Wie gesagt, da gehts um bösartige Zugriffe. Steigende erwünschte Zugriffe zu handlen ist die Aufgabe guter Serveradmins - die müssen ja auch ihre Daseinsberechtigung haben. Was meinst du, warum gutgehende Shopserver eher nicht bei den Massenhostern zu finden sind - zumindest nicht lange

ANILKAN · 19 Juli 2008, 08:57:28

Da hast du schon recht, ich hab mir das so überlegt die index.php irgendwie zu verstecken und alles über index.html laufen zu lassen, das müsste doch irgendwie klappen ? ich denke dann können die so viel angreifen wie sie wollen aber da die mysql nicht mitarbeitet wäre es eher ein angriff ins leere.. ?

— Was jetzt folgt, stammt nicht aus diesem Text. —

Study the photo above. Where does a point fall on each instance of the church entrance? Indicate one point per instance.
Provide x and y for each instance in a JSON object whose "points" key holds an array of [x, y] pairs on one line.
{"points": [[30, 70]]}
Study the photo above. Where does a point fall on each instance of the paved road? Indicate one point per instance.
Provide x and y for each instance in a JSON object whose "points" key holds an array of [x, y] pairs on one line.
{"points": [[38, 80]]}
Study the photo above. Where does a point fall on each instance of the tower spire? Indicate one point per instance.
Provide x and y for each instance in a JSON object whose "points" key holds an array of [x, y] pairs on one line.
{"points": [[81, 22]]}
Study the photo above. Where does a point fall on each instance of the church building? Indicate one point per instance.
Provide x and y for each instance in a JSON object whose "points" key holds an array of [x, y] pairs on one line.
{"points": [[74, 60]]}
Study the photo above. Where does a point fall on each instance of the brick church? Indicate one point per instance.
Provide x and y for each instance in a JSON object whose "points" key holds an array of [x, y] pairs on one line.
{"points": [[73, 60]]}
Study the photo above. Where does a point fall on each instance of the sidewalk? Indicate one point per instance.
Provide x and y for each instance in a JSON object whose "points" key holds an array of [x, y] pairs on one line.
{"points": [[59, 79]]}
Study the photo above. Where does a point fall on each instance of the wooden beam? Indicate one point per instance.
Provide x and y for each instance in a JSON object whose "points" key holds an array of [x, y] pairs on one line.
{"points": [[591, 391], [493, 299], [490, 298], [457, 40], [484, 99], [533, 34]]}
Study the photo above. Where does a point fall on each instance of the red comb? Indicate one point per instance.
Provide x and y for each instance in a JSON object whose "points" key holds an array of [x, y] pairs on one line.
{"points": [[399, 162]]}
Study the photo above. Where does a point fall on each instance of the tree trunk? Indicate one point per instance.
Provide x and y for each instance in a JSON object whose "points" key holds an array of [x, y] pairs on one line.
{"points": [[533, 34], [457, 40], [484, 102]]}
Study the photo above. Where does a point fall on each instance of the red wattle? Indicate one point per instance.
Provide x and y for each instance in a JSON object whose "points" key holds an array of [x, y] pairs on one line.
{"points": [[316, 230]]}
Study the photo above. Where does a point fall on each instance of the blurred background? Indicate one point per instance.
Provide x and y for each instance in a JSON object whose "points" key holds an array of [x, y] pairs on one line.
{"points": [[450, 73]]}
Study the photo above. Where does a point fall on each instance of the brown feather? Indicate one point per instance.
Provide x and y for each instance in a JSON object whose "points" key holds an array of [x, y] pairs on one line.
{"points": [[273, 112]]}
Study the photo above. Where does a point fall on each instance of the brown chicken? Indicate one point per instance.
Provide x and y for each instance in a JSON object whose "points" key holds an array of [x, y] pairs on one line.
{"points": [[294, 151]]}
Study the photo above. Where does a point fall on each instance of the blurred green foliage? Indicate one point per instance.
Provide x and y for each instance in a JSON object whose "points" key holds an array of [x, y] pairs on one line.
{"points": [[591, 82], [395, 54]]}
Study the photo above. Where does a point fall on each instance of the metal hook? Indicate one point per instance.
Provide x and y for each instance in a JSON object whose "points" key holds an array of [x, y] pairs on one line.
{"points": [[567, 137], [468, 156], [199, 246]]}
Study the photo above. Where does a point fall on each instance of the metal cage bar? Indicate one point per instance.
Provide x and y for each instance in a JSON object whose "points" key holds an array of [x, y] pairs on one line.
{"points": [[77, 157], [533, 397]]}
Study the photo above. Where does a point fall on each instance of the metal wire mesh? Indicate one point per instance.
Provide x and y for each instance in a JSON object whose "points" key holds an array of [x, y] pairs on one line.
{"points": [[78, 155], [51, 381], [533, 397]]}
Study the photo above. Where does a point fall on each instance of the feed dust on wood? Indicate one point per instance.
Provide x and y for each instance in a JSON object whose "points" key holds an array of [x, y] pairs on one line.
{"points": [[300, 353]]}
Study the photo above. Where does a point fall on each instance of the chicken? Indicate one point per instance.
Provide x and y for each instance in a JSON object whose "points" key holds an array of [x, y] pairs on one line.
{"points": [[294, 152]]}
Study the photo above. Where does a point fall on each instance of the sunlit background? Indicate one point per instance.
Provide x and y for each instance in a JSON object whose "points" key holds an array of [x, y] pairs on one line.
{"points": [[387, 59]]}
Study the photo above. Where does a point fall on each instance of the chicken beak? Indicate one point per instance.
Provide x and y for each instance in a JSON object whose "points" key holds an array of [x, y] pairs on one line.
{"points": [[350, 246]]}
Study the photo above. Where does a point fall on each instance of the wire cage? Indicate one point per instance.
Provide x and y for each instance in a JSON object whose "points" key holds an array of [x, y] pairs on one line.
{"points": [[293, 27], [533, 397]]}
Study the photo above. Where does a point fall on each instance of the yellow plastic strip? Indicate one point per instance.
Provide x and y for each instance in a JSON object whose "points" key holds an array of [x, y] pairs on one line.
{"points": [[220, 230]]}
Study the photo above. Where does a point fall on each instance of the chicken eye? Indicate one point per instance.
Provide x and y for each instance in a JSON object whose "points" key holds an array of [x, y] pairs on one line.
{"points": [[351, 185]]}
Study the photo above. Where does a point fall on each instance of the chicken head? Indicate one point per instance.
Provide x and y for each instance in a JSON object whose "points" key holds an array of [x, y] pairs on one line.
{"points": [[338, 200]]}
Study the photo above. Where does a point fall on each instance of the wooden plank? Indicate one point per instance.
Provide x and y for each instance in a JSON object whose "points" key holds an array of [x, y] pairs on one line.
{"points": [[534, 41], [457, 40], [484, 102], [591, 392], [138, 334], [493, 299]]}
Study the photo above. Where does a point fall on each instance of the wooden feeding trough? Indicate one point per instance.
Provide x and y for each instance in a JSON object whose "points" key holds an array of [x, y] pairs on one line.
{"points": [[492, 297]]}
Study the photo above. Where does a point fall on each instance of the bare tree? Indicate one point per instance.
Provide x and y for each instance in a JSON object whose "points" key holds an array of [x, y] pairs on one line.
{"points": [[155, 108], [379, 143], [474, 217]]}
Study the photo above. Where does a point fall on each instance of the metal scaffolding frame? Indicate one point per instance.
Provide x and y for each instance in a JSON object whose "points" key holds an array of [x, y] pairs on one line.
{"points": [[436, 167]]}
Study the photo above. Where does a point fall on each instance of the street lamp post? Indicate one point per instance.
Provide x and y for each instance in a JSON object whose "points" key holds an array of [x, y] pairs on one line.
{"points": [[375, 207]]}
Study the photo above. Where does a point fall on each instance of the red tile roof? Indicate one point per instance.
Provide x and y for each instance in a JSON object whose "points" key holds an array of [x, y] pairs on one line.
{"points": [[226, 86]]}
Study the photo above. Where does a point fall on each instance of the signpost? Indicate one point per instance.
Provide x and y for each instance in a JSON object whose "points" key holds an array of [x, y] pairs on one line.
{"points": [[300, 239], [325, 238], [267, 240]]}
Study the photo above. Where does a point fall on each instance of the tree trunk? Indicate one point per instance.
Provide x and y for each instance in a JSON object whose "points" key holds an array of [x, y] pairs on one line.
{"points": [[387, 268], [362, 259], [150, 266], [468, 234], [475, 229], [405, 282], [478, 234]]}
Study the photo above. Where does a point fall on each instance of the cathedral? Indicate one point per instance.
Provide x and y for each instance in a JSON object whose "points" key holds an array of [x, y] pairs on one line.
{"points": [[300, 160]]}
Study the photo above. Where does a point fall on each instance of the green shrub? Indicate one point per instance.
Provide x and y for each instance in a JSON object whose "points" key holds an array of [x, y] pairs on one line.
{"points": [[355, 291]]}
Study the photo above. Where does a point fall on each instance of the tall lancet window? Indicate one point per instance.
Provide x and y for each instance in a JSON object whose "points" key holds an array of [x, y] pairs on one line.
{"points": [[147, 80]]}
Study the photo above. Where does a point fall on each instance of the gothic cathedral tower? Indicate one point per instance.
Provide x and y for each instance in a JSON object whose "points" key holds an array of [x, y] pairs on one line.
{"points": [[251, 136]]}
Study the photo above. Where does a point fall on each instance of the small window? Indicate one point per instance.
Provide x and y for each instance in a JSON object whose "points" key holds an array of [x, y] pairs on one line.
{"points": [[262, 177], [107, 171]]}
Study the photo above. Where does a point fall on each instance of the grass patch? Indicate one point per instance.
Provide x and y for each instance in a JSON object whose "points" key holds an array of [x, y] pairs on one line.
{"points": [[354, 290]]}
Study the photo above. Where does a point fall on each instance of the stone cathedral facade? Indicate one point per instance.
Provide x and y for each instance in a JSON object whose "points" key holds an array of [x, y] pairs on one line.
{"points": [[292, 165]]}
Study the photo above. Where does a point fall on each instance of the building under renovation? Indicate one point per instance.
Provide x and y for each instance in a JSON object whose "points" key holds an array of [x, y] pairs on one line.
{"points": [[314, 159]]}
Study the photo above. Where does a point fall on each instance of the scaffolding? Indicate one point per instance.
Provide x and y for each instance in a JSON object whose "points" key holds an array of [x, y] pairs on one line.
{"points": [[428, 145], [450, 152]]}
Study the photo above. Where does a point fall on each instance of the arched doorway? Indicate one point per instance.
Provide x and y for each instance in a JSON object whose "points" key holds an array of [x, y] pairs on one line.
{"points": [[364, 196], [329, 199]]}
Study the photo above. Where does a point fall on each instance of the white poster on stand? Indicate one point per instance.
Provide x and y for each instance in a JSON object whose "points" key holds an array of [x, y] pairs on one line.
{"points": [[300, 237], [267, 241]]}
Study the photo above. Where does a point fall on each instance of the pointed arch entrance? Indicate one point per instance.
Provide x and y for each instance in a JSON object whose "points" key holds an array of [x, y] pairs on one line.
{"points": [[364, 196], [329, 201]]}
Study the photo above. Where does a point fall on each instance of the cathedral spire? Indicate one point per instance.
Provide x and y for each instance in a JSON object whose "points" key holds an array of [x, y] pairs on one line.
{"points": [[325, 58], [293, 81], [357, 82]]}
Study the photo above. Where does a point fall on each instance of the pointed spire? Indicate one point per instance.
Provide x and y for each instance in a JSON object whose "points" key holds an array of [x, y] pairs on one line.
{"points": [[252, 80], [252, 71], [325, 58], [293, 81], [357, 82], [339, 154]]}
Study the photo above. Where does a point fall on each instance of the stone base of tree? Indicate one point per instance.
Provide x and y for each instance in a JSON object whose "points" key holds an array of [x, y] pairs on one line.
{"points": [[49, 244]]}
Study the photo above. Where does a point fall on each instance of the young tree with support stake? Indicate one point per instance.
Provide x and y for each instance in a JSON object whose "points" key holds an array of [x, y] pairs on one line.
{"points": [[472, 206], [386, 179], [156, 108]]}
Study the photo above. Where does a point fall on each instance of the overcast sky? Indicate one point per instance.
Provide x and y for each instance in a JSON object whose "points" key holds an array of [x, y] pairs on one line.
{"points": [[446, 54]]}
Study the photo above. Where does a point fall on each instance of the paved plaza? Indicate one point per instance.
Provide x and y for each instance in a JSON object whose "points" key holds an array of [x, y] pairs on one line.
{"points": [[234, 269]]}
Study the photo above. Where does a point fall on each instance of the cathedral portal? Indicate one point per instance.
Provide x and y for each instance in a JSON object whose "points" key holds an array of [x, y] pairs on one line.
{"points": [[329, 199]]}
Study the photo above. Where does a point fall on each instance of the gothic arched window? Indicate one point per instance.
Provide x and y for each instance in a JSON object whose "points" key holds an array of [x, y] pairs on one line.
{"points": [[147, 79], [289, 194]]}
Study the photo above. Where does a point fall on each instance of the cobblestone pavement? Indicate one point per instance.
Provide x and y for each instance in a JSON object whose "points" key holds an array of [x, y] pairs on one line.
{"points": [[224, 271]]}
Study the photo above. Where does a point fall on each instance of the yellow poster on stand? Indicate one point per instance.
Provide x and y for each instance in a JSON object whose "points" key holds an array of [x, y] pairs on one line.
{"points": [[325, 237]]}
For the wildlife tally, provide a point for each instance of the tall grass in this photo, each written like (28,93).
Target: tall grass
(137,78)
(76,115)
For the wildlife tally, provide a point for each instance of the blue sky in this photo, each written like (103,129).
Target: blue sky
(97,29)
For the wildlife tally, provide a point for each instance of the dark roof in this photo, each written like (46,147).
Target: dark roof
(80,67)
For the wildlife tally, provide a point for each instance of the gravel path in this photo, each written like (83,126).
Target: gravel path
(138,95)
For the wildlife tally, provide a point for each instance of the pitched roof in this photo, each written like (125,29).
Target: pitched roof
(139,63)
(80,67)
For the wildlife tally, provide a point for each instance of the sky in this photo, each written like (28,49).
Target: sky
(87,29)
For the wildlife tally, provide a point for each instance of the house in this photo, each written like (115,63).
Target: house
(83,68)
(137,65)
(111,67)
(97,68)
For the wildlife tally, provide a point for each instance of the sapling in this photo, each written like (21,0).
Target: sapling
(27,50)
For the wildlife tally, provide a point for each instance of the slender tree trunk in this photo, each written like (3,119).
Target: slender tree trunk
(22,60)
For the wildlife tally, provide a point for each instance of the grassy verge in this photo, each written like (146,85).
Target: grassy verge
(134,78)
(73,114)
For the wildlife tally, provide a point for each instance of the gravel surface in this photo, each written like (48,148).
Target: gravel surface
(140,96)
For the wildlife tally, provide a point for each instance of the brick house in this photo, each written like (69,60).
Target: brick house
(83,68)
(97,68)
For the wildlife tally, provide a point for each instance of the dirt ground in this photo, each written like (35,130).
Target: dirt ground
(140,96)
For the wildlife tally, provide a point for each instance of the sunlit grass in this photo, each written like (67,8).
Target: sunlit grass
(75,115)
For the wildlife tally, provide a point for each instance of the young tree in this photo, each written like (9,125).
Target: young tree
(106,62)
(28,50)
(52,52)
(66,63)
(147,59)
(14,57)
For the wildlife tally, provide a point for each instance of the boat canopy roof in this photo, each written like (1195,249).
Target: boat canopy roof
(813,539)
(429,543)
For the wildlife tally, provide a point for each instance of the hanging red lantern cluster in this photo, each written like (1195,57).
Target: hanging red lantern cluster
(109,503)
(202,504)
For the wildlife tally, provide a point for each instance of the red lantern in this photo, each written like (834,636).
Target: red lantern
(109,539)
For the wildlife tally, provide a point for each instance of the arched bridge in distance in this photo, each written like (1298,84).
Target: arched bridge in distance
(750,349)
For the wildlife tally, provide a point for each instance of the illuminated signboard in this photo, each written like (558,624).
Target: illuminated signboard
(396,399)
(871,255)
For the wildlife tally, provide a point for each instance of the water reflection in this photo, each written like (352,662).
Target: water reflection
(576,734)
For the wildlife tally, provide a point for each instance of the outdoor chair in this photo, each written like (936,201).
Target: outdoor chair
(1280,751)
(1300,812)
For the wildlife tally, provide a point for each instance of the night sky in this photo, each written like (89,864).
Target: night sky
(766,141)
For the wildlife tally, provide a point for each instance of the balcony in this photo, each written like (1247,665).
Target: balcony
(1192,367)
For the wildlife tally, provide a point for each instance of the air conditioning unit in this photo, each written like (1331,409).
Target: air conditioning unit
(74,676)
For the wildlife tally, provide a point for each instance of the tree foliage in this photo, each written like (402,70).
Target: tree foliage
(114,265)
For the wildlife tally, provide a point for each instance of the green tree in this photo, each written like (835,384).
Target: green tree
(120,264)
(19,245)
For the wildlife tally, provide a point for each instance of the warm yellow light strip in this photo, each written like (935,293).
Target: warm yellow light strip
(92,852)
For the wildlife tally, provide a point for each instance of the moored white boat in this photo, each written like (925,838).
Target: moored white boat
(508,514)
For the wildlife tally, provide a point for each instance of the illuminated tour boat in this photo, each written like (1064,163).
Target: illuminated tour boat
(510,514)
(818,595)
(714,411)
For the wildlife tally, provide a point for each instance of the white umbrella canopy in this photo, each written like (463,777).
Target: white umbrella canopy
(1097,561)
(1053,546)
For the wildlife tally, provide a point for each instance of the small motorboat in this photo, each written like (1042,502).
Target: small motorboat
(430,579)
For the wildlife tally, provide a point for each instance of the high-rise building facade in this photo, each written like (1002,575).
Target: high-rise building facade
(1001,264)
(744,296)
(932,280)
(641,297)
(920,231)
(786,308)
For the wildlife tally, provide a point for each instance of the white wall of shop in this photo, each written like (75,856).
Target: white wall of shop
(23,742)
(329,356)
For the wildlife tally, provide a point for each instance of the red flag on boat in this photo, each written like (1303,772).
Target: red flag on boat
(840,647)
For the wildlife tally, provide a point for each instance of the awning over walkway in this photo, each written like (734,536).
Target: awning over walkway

lemming · 29 Juli 2008, 10:28:03

hi,
bin mir nicht ganz sicher ob bottrap bei ddos was bringt aber ein zugriff auf die index.php sollte eigtl. nicht mehr möglich sein dann.

http://www.bot-trap.de/home

denk mal damit werden schon ne ganze menge fragwürdiger (hallo osteuropa) ipranges gesperrt. es ist kein 100% schutz aber VIELLEICHT bringts ja was.